Segundo Brandão, o horário de verão não foi instituído com o objetivo de aproveitar a luz do dia para economizar energia, mas sim para diminuir o tamanho do pico de consumo – que era localizado no início da noite. “Todo o investimento do setor elétrico das redes, da geração, é feito para atender esse momento de maior demanda do dia. Se você desloca ele mais para a tarde, em uma hora em que alguns consumos já saíram da rede, você poupa investimento”, explica.
Ao longo dos últimos anos, porém, a situação pouco se alterou, já que o consumo no verão é mais forte à tarde do que à noite. Um dos motivos, por exemplo, foi a adesão crescente ao uso de ar condicionado no período da tarde, por escritórios e shopping centers. Além disso, de acordo com o pesquisador, “as lâmpadas residenciais são muito mais eficientes hoje em dia” e grande parte da população substituiu a lâmpada incandescente pela de led, de modo que, à noite, manter o chuveiro elétrico e a luz na residência ligados ao mesmo tempo passou a configurar um gasto de energia elétrica menor.
Retomada econômica
Em que pesem as alterações no relógio biológico, que para muitas pessoas é um dos pontos negativos da mudança de horário, é preciso destacar ainda o fator de retomada econômica, fundamental para o cenário de pós pandemia.

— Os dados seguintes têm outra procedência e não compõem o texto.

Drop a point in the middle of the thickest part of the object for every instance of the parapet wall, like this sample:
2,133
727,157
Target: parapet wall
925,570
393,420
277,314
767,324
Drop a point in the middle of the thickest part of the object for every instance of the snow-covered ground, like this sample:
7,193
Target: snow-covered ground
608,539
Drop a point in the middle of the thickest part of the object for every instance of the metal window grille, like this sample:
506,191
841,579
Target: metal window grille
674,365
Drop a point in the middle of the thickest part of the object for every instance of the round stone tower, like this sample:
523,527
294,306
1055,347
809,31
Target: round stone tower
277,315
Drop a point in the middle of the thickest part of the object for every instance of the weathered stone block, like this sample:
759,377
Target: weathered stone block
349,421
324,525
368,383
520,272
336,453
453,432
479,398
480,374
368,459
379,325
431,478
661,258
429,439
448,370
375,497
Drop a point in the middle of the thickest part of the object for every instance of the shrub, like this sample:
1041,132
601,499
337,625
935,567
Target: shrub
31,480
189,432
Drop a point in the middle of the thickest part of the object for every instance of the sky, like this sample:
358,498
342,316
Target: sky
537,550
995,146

Presidente da Associação Brasileira de Bares e Restaurantes (Abrasel), Paulo Solmucciavalia que a medida pode representar uma economia na energia elétrica diante do avanço da crise hídrica, mas que o retorno na mudança no horário beneficia as atividades ligadas ao turismo e as atividades em bares e restaurantes, com uma hora a mais para receber clientes e turistas. A medida também é apoiada por Fabio Aguayo, diretor da Confederação Nacional do Turismo (Cntur).
O Ministério de Minas e Energia está estudando iniciativas para deslocar o consumo de energia elétrica dos horários de maior pico para os de menor, otimizando o uso dos recursos energéticos disponíveis no Sistema Interligado Nacional. Mas o governo ainda considera que, nesse sentido, a contribuição do horário de verão é limitada.
Resta avançarmos nas aplicações das tecnologias e soluções em smart cities, não somente nas construções inteligentes e no uso consciente de recursos e insumos, mas também nas atitudes individuais e coletivas. Afinal, uma smart city se constrói com pessoas inteligentes engajadas em prol do bem-estar social da comunidade.
*Caio Castro é sócio-diretor e diretor de relacionamento com mercado do iCities, hub especializado em projetos e soluções para cidades inteligentes, que realiza desde 2018 o Smart City Expo Curitiba, edição brasileira do maior evento de smart cities do mundo.